# Cyberbullying Detection App


Bullying has shifted from school recess encounters to the boundless frontiers of the digital world. Victims can be targeted whenever and wherever they are. Bullies on the other hand, can hide behind their computer screens and not have to confront their victims face-to-face: they can also hide behind false avatars and fake user names. 

The Nemours Foundation reports that cyberbullying's effects are always negative, and some cyberbullying victims experience catastrophic effects such as self-harm, depression and anxiety, and even suicide.

The famous microblogging platform Twitter has become a daily essential by having over 330 million monthly active users tweeting 5,787 messages every second (source). However, each passing day the platform is becoming a bully playground as hurtful tweets target individuals, especially teens in their fragile growing years. It is estimated that around 15,000 bullying-related tweets are posted every day (source). Furthermore another research suggests (source)

This app was created as an attempt tackle the cyberbullying phenomenon on Twitter: the target is to develop a tool that can identify tweets that contain any bullying content and to flag their occurrence.
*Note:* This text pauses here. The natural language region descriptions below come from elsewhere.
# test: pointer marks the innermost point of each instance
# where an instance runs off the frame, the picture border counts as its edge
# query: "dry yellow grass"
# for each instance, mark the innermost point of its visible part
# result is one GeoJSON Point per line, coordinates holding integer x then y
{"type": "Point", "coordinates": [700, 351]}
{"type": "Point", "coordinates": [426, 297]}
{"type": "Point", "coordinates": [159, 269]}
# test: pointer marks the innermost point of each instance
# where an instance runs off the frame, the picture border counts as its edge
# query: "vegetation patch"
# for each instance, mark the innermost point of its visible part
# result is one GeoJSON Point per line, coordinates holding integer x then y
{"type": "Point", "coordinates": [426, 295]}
The tool can scale up to trigger events such as various immediate actions.

In [1]:
from pyspark import SparkConf, SparkContext
from pyspark.streaming import StreamingContext
from pyspark.streaming.kafka import KafkaUtils
import operator
import numpy as np
import sys
import matplotlib.pyplot as plt
import pickle
from __future__ import division
from collections import Counter, defaultdict
from math import log,isinf
import csv
import codecs
import re
import random
import json
import nltk
from lib import *

#### The first step would be to fetch Twitter data in real-time to then be able to analyze it and obtain the results we are looking for. We will use two different tools:

• Scraper: the tool will read the data from Twitter in real- time.

• Analyzer: this tool will listen to the Tweets obtained from the Scraper, preform the analysis and deliver  results.

In [2]:
def main():
    conf = SparkConf().setMaster("local[2]").setAppName("Streamer")
    sc = SparkContext(conf=conf)
    # Creating a streaming context with batch interval of 10 sec
    ssc = StreamingContext(sc, 10)
    ssc.checkpoint("checkpoint")
    
    filename = 'datasets/new_data.csv'
    target_class = '1'
    
    # Load the data
    [train_data, dev_data, test_data] = load_data_from_csv(filename)
    
    # Train the classifier
    classifier = train_classifier(train_data, target_class)
    
    # Evaluate the classifier   
    in_class = []
    not_in_class = []
    
    for datum in dev_data:
        if classify(classifier, datum):
            in_class.append(datum)
        else:
            not_in_class.append(datum)
    evaluate(target_class, in_class, not_in_class)
    
    filename = 'finalized_model.sav'
    pickle.dump(classifier, open(filename, 'wb'))
    
    stream2(ssc, 30)
    

### The Scraper
The scraper runs 3 tasks:

• Opens a socket

• Connects to the Twitter Streaming API

• Reads stream tweets from the Twitter streaming API

• Publishes/sends tweets to the port/socket in JSON format

In order to read Tweets, we first need to set variables that contain the user credentials to access the Twitter API.
We then specify a port/socket (that works as a channel) to publish the tweets to so that the Analyzer can then read streaming data from this same socket. We use an arbitrary port, bind a socket and local host and start streaming.

In [3]:
def stream2(ssc, duration):

    dataStream = ssc.socketTextStream("localhost",9092)
    dataStream.window(60)

    tweets = dataStream.flatMap(lambda line:line.split('\n'))
    print('-----------------------------------------')
    print('Start of Twitter Feed')
    print('-----------------------------------------')
    tweets.foreachRDD(rdd_classify)
     
    # Start the computation
    ssc.start()
    
    ssc.awaitTerminationOrTimeout(duration)
    ssc.stop(stopGraceFully = True)
    
    return 

### The Analyzer
The Analyzer uses Spark to:

• Bind to the specified socket

• Listen to the tweets published by the scraper by reading data sent to the socket

• Preprocess the Tweets

• Count “Bullying” versus “Not Bullying” tweets.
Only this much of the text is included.